Excellent suggestion. I think this applies to making comments on blogs, as well. If you don’t like what the blogger writes, the best thing is to stop visiting the blog. Contradicting and correcting other bloggers is mostly about ego and is a waste of time. Thanks for the tip!
I don’t really get this type of email, but I do agree that its a waste of time replying.
However, you could set up some canned responses in Gmail pretty easily, and I think you can even automate them for certain filters. For example, you could filter any that mention credit card charges and automatically send them that email you wrote.
I think this would be particularly useful for bloggers that receive a lot of complimentary emails, because as a reader, it takes extra effort to send the email and not getting any response from a “favorite blogger” can be disheartening.
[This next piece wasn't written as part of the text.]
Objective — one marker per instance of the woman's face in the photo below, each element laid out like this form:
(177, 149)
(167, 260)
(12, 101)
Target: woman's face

yes, I just woke up this morning to 40 spam comments on my blog. Drives me mad. your immediate thought is “wow that ‘s a lot of comments” and are just as quickly put right back in your place when you realise each one tells you how great your blog is but doesn’t explain why…
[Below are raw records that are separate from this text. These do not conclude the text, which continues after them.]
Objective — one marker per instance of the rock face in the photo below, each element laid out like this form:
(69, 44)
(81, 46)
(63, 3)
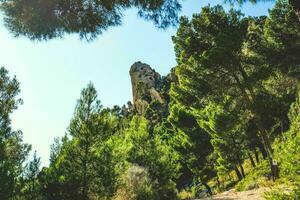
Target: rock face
(145, 86)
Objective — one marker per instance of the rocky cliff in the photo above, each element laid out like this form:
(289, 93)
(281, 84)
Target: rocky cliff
(146, 86)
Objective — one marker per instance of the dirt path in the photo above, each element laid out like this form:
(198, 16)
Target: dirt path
(233, 195)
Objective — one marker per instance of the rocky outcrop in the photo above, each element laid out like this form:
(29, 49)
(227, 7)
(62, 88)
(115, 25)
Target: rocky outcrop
(146, 85)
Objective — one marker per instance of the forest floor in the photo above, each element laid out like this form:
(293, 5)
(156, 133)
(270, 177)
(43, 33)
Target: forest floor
(255, 194)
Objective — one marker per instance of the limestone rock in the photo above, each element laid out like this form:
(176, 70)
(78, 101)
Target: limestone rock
(145, 86)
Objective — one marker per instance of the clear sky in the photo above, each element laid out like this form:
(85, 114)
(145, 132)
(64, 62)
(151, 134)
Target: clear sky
(53, 73)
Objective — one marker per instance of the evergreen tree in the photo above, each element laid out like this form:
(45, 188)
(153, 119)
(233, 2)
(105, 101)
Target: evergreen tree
(13, 151)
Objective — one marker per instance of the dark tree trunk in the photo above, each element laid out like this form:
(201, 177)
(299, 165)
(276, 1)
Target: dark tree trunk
(256, 156)
(263, 151)
(208, 189)
(238, 173)
(218, 182)
(242, 170)
(251, 159)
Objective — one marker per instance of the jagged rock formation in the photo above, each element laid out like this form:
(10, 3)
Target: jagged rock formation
(146, 85)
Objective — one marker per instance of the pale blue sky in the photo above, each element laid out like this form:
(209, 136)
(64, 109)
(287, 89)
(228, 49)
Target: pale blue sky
(53, 73)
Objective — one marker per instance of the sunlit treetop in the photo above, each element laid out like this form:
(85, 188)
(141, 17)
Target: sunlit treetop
(47, 19)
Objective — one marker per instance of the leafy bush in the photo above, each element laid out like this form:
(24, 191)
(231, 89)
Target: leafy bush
(185, 195)
(283, 194)
(256, 177)
(136, 186)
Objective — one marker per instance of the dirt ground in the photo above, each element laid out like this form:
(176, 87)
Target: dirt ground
(234, 195)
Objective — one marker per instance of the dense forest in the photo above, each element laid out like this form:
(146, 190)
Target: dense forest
(227, 115)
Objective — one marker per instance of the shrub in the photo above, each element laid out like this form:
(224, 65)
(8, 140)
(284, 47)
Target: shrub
(256, 177)
(136, 186)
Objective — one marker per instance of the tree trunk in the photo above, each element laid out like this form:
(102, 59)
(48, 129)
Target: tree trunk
(251, 159)
(263, 151)
(208, 189)
(239, 175)
(218, 182)
(242, 170)
(256, 156)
Still, visitors to my blog are thin on the ground so at least someone (even an automated system!) is looking.
I think it is best to just ignore such email because it might just be a scam to trick for a reply. In some cases, they just spam every emails or website they can find just for a response. Base on the response or reply, they will try to check if any of them worth follow up for a scam. I normally categorize these email together with the scam emails which asking for verification of bank account, PayPal, ebay and any accusation they proclaim.